Giancarlo Guerrero, a native of Costa Rica, is a five-time Grammy award-winning Music Director of the Nashville Symphony Orchestra, a post he has held since 2009 and recently committed to through the 2024-25 season. Guerrero previously held posts as the Principal Guest Conductor of The Cleveland Orchestra Miami Residency from 2011 to 2016, Music Director of the Eugene Symphony between 2002 and 2009, and Associate Conductor of the Minnesota Orchestra from 1999 to 2004. The Narodowe Forum Muzyki is extremely pleased with the appointment of Giancarlo Guerrero to the position of Artistic Director of the Wroclaw Philharmonic taking effect for the 2018-2019 season! Maestro Guerrero will spend eight weeks per season with the orchestra in addition to touring and recording activities.

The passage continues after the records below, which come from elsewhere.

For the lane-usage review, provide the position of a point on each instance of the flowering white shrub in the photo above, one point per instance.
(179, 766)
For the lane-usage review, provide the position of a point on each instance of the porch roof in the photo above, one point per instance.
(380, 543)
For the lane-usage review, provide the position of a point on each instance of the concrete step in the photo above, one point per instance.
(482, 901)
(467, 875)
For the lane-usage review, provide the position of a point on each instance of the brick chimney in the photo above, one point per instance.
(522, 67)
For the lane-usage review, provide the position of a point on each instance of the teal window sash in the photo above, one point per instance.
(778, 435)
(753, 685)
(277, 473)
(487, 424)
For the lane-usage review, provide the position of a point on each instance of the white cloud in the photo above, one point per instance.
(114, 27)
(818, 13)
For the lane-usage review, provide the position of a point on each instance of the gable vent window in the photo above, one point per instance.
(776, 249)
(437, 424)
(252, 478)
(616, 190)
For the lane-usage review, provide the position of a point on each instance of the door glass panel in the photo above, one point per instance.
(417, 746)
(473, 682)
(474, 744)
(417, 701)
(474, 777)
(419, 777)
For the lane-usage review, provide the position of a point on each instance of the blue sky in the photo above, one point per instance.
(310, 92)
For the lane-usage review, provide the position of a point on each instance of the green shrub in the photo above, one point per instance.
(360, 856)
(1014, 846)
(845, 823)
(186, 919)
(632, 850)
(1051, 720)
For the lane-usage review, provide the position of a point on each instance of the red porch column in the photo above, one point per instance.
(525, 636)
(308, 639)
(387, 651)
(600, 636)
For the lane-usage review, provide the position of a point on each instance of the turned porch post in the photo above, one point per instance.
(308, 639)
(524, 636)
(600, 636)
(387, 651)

Alberto Evaristo Ginastera is a pivotal Latin American classical composer. He grouped his music into three periods: "Objective Nationalism" (1934-1948), "Subjective Nationalism" (1948-1958), and "Neo-Expressionism" (1958-1983). The distinguishing features of his compositions are their use of traditional Argentine musical elements. His writing often integrated Argentine folk themes and traditional elements in increasingly abstracted forms. Much of his work was inspired by the Gauchesco tradition, which holds that the landless native horseman of the plains is a symbol of Argentina.

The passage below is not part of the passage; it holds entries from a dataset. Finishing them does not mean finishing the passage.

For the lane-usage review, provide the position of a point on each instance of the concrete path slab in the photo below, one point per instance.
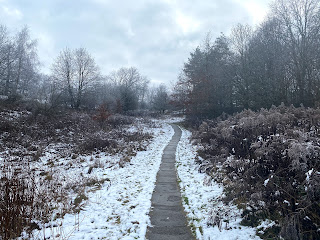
(168, 218)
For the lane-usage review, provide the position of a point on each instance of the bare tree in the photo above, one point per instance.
(301, 24)
(131, 87)
(77, 72)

Ginastera was born in Buenos Aires to a Catalan father and an Italian mother. He attended the National Conservatory of Music in Buenos Aires where he studied composition with José Gil, Athos Palina, and José André, and took piano lessons with Argenziani. He died in Geneva, Switzerland, at the age of 67 and was buried in the Cimetière des Rois. His most notable students include Ástor Piazzolla, Alcides Lanza, Waldo de los Ríos, Jacqueline Nova and Rafael Aponte-Ledée.

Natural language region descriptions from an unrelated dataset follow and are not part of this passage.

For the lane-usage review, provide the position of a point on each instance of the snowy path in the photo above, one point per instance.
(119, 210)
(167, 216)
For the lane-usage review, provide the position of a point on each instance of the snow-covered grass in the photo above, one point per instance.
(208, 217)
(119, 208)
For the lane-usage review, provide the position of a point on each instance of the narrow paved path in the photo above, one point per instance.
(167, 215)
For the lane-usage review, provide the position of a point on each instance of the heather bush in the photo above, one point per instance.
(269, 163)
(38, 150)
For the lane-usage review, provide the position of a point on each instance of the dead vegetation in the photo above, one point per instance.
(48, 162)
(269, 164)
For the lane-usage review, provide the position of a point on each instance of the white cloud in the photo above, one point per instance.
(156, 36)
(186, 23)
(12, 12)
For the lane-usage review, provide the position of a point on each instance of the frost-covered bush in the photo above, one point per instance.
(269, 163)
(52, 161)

Ástor Piazzolla was born in Mar del Plata, located on the Atlantic coast of Argentina. He immigrated to New York with his family as a child and grew up on the Lower East Side. "The first bandoneón that I had my Papá gave me when I was eight years old," Piazzolla recalled, "He brought it wrapped in a box, and I was happy, believing that it was the skates that I had asked for many times… In place of the skates I encountered an apparatus that I had never seen in my life. Papá sat himself on a chair, placed the thing between my arms, and said to me: 'Astor, this is the instrument of the tango, I want you to learn to play it.' My first reaction was to complain. The tango was the music that he listened to almost every night when he returned from work, and which I did not like."
Piazzolla was 16 years old when his family returned to Argentina, and he was soon working in tango orchestras. In 1944, he was studying composition with Alberto Ginastera, so he left the Troilo band and formed the Orquesta del 46, to play his own compositions. A symphony he composed in 1954 for the Buenos Aires Philharmonic earned him a scholarship to study in Paris with Nadia Boulanger.